3) Crossword puzzles: At this point in time, you can compare my enthusiasm for crossword puzzles to that of Sonny the bird for Cocoa Puffs. I do two of them a day, sometimes three, even though it means I have to suffer through the San Francisco Chronicle to get my puzzles.

Sandra Bullock is disgusted with this new habit. I gave up drinking Coke, only to find a new compulsion. This one is more time-consuming.

4) Eating breakfast: this morning, already throw off track by the purimschpiel, I decided to go to the post office and then eat a proper breakfast at this place in Noe Valley that I've never been to. It has a U-shaped counter and an old sign. Good enough.

Two seats away was Rob. He wasn't eating, just drinking coffee and drawing. He wasn't eating, I later learned while eavesdropping on his conversation with Lisa, the waitress, because he was committed to a diet that was "like a journey toward natural." I didn't hear the specifics, but whatever they were, the journey had blessed him with an overall "smoothness." Everything was smooth, his breathing, his sleeping. His head, I might add, if mine weren't well on the way toward smoothness itself.

Soon after Rob revealed his smoothness, Lisa dropped off my two scrambled eggs and hash browns. "These eggs," I thought, "are like a journey toward heart disease."

A snowboarding guy walked in and sat on the other side of the U. He was there for one reason: to talk to the other waitress, not Lisa. Both Lisa and the other waitress were young and attractive, which was surprising, given that you would expect most places with U-shaped counters to be staffed by Alice, Vera and Flo. Maybe you would expect that if you watched too much TV instead of working.

Lisa was living with her boyfriend in a studio apartment, which was working out well because they'd bought this big bookshelf / room divider at IKEA. Whether the new guy knew this or not, he was interested in Lisa's co-worker. So they played their little game. Her body language suggested that she was interested. His order of a cheesburger at 10:30 in the morning suggested that he was willing to do whatever he needed to do to advance this relationship.

Eventually, he got up and went to buy a snowboarding magazine, then returned wearing large sunglasses. The waitress went back to his spot on the U and stood there talking to him.

Ignored by both of them were two of the most disheveled, yet not-unclean old men I've ever seen. They sat near the cash register and said things like, "Can you believe there was an earthquake last night? Near Lafayette!" and "120 tons of rocks falling down Telegraph Hill!"

With all of this going on, do you blame me for not working? Who can work when there's so much to see?

It's not going to get better, not today.

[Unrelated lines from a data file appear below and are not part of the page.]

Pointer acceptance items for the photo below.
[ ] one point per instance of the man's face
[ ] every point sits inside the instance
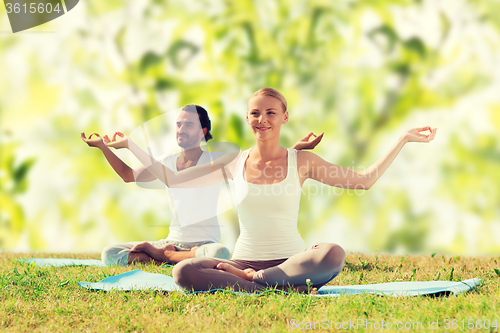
(188, 130)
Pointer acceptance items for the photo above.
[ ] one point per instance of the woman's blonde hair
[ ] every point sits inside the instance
(271, 92)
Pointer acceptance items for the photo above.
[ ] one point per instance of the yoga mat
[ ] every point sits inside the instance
(139, 280)
(134, 280)
(398, 289)
(59, 262)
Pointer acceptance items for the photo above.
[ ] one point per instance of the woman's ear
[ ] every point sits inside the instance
(286, 117)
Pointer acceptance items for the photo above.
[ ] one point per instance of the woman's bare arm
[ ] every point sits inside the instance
(198, 176)
(334, 175)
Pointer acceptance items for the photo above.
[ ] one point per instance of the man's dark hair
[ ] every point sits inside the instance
(204, 119)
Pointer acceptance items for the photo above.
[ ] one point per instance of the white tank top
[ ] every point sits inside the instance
(268, 214)
(193, 210)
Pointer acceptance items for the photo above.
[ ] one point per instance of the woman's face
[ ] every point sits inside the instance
(265, 116)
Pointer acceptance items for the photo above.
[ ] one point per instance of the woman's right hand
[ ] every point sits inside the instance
(97, 142)
(117, 144)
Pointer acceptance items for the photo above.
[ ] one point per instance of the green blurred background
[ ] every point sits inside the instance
(361, 71)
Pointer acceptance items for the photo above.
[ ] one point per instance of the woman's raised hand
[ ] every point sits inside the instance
(122, 142)
(304, 143)
(416, 135)
(96, 142)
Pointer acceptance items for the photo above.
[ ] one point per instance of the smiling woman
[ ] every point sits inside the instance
(269, 250)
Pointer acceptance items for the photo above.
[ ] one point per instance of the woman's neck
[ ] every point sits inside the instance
(191, 155)
(266, 150)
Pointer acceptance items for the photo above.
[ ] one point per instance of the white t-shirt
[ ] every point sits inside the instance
(193, 210)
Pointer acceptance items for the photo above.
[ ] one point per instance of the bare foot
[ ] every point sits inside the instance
(246, 274)
(157, 253)
(303, 289)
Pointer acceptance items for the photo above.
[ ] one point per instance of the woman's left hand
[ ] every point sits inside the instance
(117, 144)
(304, 143)
(415, 135)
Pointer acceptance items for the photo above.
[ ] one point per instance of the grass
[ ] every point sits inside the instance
(49, 299)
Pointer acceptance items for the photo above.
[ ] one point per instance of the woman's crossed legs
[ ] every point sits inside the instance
(320, 264)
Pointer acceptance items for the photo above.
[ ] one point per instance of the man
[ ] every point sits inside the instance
(194, 229)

Even though I have a Monday deadline, I am going to go back to school to watch the Jawa -- actually dressed as a Jawa -- play the Star Wars theme on his saxaphone for the talent show that they don't call a talent show because, I guess, if you suggest that the performers have talent, that must mean that the audience does not, and we're all talented here.

And special.

120 tons of rocks falling down Telegraph Hill. I can't even imagine.